Track B

B8 It Takes a Global Village: An Orphan Drug Development Case Study

Track: Licensing Successful Practices

Target Audience: All Audiences

Moderator
Claire Driscoll, National Human Genome Research Institute (NHGRI); National Institutes of Health (NIH)

Speakers
Marjan Huizing, National Human Genome Research Institute (NHGRI); National Institutes of Health (NIH)
Hootan Khatami, Escala Therapeutics

Uncovering the genetic basis of various rare diseases and studying the complex biology that underlie these disorders is a focus of the in-house research program at the National Human Genome Research Institute (NHGRI) at National Institutes of Health (NIH).
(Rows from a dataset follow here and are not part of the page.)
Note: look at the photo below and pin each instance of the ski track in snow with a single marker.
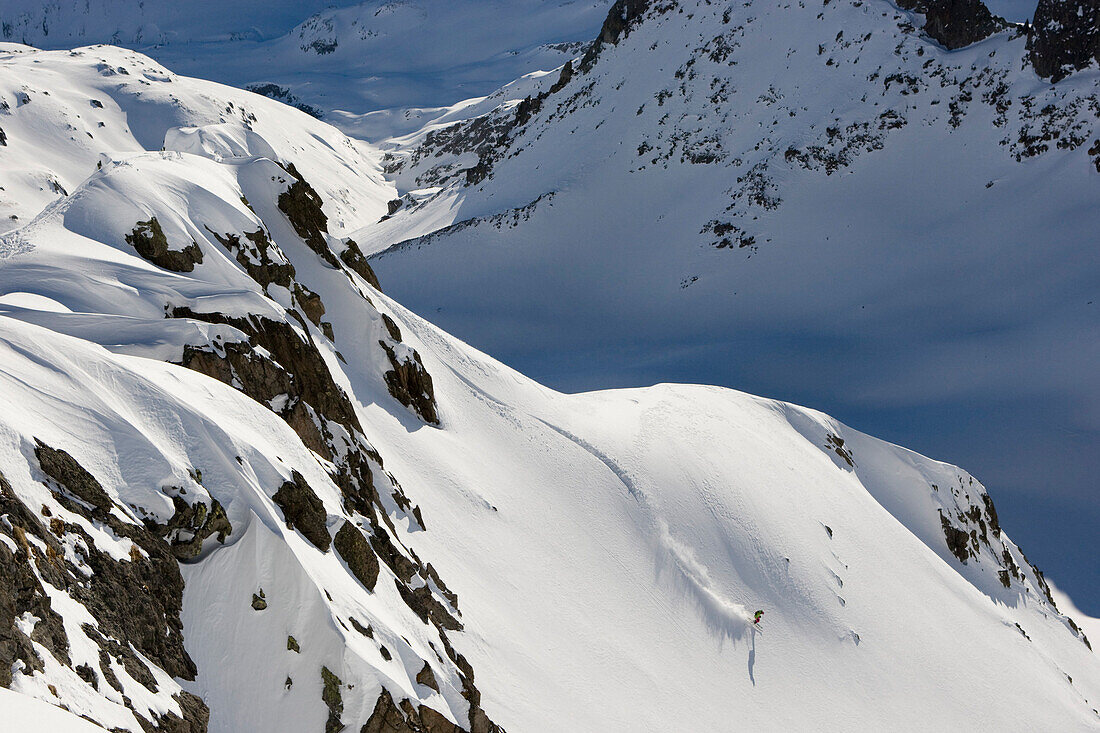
(727, 619)
(724, 616)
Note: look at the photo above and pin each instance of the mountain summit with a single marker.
(243, 489)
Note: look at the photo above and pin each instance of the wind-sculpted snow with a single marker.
(316, 511)
(812, 200)
(726, 617)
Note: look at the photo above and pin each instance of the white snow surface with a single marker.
(348, 56)
(806, 200)
(607, 548)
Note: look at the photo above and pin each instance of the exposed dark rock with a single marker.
(410, 384)
(21, 591)
(296, 370)
(955, 23)
(255, 256)
(563, 78)
(957, 539)
(63, 468)
(427, 608)
(479, 721)
(191, 524)
(285, 96)
(836, 444)
(1065, 36)
(427, 677)
(389, 718)
(135, 602)
(333, 700)
(301, 205)
(149, 239)
(88, 675)
(310, 303)
(304, 511)
(356, 553)
(392, 328)
(353, 258)
(620, 19)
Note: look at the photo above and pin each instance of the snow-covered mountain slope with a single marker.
(725, 181)
(243, 490)
(62, 110)
(352, 56)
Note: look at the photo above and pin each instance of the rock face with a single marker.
(304, 511)
(389, 718)
(955, 23)
(191, 524)
(135, 602)
(622, 17)
(1065, 36)
(356, 553)
(410, 384)
(149, 239)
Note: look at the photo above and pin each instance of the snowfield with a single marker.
(241, 484)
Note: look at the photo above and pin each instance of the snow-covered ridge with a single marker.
(353, 512)
(730, 179)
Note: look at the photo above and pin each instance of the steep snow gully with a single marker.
(243, 489)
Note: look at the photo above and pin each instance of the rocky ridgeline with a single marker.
(281, 367)
(135, 601)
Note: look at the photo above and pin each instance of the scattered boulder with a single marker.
(622, 18)
(427, 677)
(389, 718)
(356, 553)
(410, 384)
(333, 700)
(63, 468)
(191, 524)
(354, 259)
(957, 539)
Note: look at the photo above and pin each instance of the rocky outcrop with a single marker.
(955, 23)
(353, 258)
(149, 240)
(623, 15)
(301, 205)
(1065, 36)
(410, 384)
(333, 700)
(427, 677)
(304, 511)
(135, 602)
(191, 524)
(406, 718)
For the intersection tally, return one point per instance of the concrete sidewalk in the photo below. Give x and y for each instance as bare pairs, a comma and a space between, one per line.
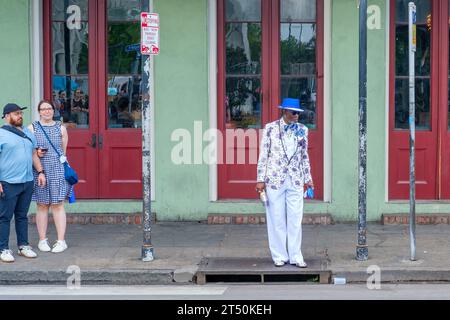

What was once an esoteric field of study that attracted few researchers, few dollars and little commercial interest has evolved into one of the hottest niches of the biotechnology/biopharma sector. This field is also embroiled in controversy, a consequence of the sometimes exorbitant prices charged for drugs which treat small numbers of patients. Even so, companies of all sizes have rare disease drug development projects in their pipelines, and these companies are aggressively scouting for new candidate drugs within government and academic labs. In this session, we will present a case study illustrating how a project can be successfully put together by academic physician-scientists and university technology transfer offices then licensed for commercial development. You’ll hear details how the various scientific, regulatory, intellectual property/licensing, clinical, patient and commercial aspects came together over the course of 15 years in an ongoing quest to develop the first drug to treat GNE myopathy, a rare neuromuscular disease.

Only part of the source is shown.